Alex’s heart skipped. He’d known his game was picking up. Ever since the sage old guy in the ballpark batting cage had told him to grow a pair, he’d been improving by steady measures. He felt it, like the difference was a physical entity coming with him to the plate. If baseball had a Holy Spirit, he was taking it with him every time he held a bat in his hands.
Good to know someone else was watching.
He was momentarily ashamed of his own happiness. Getting back to the big show was what he wanted, it was the whole reason he’d come back to Florida, and now he was within reach of having it back. Only, returning to San Francisco and the Felons would mean leaving Alice behind again.
One more big bad reality they were going to have to deal with when she showed up tonight.
“Thank you, sir.”
“Don’t thank me, Ross. Just keep doing what you’re doing, and don’t fuck it all up. This Angel kid”—he pronounced it as angel instead of the proper Spanish an-hell—“he’s good, he’s got some zest in his swing, but he ain’t you. So get your ass back here A-sap, get my drift?”
As if he was being subtle and there was a secret message Alex was supposed to find difficult to decipher. The Skipper was about as subtle as a dick slap to the face.
“I understand.”
“Good. See you in a week.”
“Thank—” But there was no point in finishing the sentence. The line was already dead.
Too stunned to consider sleeping, Alex sat on his bed staring at the phone. He’d turned on the TV earlier to catch the end of that night’s Felons game, but now found himself too distracted to pay much attention to the post-game. It took a soft rapping at the door to draw him out of his thoughts and back into the real world.
Alice’s smiling face greeted him when he opened the door. “I tried calling, but the line was busy. Hope you got rid of the other girls already.”
“It’s okay, I hid them in the closet when I heard you knock.”
Alice didn’t need to be persuaded to come in. She ducked under his arm and into the suite, heading directly for the bed. Was she planning to distract him from the serious discussion by seducing him? He was exhausted but not opposed to the idea.

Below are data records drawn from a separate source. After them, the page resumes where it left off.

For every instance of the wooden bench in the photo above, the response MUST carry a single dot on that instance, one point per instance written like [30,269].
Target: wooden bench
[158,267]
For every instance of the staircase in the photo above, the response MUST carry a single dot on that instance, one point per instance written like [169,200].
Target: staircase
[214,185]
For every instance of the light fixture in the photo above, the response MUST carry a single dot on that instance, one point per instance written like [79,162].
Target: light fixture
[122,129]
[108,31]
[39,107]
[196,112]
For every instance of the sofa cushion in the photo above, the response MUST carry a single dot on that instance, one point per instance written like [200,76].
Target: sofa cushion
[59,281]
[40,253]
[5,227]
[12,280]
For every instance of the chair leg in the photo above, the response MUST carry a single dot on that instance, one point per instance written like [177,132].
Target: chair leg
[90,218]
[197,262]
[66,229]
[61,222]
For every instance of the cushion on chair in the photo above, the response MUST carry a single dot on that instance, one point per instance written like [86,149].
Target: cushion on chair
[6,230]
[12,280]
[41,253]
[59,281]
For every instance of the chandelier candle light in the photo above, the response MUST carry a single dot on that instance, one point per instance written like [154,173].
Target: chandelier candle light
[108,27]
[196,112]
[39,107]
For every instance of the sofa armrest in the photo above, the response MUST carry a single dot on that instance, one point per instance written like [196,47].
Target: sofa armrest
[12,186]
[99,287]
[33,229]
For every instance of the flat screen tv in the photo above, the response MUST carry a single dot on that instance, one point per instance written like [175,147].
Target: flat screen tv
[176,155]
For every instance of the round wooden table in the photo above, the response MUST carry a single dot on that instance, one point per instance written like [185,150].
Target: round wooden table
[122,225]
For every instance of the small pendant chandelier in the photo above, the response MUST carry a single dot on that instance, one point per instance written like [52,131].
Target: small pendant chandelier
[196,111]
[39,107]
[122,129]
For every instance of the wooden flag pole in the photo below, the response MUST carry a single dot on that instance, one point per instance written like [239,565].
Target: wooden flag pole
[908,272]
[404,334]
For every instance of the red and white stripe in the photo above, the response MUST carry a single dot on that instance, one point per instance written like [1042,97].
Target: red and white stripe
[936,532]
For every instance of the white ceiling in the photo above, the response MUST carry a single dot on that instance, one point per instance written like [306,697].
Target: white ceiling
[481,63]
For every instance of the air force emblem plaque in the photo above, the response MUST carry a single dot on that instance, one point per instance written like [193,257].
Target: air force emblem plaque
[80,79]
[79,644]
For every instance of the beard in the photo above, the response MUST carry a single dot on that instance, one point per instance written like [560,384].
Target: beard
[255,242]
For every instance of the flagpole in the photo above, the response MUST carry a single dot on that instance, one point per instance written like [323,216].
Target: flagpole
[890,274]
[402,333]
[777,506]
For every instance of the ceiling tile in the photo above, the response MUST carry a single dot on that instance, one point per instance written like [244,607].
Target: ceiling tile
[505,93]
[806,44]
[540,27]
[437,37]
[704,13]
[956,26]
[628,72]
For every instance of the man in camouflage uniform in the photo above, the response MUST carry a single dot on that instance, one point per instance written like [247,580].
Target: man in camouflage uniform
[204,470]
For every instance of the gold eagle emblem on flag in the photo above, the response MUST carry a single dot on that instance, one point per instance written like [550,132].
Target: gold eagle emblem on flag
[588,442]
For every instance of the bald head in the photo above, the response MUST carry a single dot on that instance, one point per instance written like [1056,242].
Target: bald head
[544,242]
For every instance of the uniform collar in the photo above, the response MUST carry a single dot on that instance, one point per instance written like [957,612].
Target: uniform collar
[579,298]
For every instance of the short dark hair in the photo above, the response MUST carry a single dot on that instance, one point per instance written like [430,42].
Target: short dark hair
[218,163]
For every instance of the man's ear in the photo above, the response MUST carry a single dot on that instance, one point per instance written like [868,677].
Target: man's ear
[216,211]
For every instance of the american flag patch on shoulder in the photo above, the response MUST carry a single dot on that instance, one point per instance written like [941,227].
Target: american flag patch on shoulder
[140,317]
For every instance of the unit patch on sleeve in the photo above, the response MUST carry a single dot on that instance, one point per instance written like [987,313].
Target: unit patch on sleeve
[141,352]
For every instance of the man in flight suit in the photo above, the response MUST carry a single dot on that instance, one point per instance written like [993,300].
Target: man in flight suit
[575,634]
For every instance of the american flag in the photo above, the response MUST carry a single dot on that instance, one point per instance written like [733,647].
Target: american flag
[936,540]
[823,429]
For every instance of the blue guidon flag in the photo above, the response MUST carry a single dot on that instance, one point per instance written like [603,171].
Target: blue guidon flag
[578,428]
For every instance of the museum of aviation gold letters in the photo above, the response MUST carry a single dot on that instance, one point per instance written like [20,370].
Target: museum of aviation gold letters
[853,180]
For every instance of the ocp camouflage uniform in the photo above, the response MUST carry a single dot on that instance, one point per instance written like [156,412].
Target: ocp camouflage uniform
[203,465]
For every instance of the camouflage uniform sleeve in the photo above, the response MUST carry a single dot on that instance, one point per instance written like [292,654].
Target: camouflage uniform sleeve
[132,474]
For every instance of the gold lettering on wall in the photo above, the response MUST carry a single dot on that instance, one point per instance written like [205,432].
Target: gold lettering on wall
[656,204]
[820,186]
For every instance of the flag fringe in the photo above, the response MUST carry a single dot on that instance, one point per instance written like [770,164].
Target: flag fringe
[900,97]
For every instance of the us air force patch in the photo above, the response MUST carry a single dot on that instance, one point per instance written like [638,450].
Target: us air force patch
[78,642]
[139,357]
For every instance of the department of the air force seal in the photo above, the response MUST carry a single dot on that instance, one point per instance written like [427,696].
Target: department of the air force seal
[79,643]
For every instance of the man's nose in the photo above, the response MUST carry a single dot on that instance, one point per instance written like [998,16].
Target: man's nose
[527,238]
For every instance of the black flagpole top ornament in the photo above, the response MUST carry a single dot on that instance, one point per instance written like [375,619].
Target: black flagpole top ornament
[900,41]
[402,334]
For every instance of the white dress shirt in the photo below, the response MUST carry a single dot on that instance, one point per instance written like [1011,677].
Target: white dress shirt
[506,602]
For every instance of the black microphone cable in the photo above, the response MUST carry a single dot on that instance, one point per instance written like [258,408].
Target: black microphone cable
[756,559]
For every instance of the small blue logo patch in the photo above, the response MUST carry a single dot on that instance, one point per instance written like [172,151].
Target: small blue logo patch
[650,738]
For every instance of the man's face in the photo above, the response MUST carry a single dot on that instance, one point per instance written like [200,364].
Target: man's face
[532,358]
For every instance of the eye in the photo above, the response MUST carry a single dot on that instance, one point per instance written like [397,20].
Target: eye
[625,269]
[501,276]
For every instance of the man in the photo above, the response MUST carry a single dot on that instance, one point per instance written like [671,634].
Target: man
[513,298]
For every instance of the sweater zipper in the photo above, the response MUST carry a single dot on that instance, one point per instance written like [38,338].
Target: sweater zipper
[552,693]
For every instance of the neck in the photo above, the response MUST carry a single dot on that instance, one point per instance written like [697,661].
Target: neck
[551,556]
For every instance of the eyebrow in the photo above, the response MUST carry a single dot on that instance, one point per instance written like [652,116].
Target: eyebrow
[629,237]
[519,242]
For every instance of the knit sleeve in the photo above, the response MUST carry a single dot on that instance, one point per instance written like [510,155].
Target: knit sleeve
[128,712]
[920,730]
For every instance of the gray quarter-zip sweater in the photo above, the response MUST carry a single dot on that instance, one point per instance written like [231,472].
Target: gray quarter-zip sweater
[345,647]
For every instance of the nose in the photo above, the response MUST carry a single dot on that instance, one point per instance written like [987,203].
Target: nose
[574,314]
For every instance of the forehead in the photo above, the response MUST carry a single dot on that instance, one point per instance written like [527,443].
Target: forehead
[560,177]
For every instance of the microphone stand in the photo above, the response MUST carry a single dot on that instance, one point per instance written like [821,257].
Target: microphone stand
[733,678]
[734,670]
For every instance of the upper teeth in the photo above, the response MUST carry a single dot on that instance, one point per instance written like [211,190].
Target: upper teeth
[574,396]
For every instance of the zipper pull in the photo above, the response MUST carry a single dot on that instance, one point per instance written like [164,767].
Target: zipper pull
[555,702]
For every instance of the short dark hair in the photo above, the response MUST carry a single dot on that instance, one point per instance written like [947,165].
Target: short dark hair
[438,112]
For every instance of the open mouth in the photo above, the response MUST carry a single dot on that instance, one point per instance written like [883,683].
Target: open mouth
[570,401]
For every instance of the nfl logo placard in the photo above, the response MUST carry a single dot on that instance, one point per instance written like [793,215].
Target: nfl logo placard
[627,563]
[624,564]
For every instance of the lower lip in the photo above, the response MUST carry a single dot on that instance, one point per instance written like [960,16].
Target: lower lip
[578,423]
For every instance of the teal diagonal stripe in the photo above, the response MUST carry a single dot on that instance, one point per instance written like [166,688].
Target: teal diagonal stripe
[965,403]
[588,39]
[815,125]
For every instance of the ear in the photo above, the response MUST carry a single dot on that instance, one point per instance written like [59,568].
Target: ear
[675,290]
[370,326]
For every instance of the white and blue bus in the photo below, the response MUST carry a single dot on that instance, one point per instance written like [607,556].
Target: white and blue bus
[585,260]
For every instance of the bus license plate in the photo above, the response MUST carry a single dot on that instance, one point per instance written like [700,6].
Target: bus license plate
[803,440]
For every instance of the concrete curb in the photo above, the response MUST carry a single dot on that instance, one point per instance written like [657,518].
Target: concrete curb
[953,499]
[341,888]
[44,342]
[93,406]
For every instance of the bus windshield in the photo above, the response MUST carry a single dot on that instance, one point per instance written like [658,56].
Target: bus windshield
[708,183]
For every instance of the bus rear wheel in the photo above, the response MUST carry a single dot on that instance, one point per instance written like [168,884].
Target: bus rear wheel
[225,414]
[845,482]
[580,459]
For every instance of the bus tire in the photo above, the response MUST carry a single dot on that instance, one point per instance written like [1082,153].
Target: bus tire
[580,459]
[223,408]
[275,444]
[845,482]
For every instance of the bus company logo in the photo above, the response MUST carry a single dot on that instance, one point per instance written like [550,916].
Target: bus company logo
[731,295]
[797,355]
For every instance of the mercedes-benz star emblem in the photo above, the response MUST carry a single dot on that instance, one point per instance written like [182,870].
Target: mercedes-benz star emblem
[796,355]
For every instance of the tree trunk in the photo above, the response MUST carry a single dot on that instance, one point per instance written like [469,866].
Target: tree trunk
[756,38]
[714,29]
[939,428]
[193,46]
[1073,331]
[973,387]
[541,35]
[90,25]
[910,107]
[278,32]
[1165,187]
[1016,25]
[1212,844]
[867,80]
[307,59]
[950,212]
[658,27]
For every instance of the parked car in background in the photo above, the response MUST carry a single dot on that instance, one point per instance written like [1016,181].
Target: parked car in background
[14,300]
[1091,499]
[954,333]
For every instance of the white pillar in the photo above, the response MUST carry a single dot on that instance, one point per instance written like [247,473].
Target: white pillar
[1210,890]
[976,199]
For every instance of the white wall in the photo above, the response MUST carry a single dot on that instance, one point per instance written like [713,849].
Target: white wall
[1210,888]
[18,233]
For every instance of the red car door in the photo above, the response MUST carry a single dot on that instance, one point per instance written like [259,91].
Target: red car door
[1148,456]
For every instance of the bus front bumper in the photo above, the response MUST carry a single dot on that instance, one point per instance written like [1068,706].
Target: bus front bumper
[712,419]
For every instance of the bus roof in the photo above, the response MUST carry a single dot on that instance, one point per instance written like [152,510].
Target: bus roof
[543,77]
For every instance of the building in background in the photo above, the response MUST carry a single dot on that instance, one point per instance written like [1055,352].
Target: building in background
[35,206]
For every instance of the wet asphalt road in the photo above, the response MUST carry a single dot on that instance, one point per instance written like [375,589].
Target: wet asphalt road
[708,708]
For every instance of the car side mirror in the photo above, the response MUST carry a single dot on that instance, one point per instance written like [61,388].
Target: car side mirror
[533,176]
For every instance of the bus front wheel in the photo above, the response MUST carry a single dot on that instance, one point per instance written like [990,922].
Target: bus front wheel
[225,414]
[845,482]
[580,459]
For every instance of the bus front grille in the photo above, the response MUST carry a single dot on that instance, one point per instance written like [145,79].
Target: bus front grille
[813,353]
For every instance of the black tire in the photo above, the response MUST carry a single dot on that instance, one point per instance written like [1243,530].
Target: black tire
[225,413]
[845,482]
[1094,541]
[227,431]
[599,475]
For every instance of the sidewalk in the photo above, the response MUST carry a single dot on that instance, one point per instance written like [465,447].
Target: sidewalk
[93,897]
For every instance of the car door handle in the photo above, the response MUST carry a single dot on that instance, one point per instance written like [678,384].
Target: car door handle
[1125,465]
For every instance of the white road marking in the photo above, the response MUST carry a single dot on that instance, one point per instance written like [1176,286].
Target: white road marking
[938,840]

Where he was beat, Alice looked wired, her fingers twisting around each other with nervous energy while her knees bobbed up and down. He’d seen her come-hither face, and this wasn’t it.
So they’d be going directly into the talk, then.
He pulled up a chair and sat across from her, thinking she might want the bed to herself. “I guess we need to talk about some stuff,” he said, hoping it would ease her into the conversation.
“We do.”
“Some Matt Hernandez stuff.”
“Yes.”
“And then some other stuff.”
“Oh?”
Alex held up his phone as evidence of the other stuff. “We’ll get to that after.”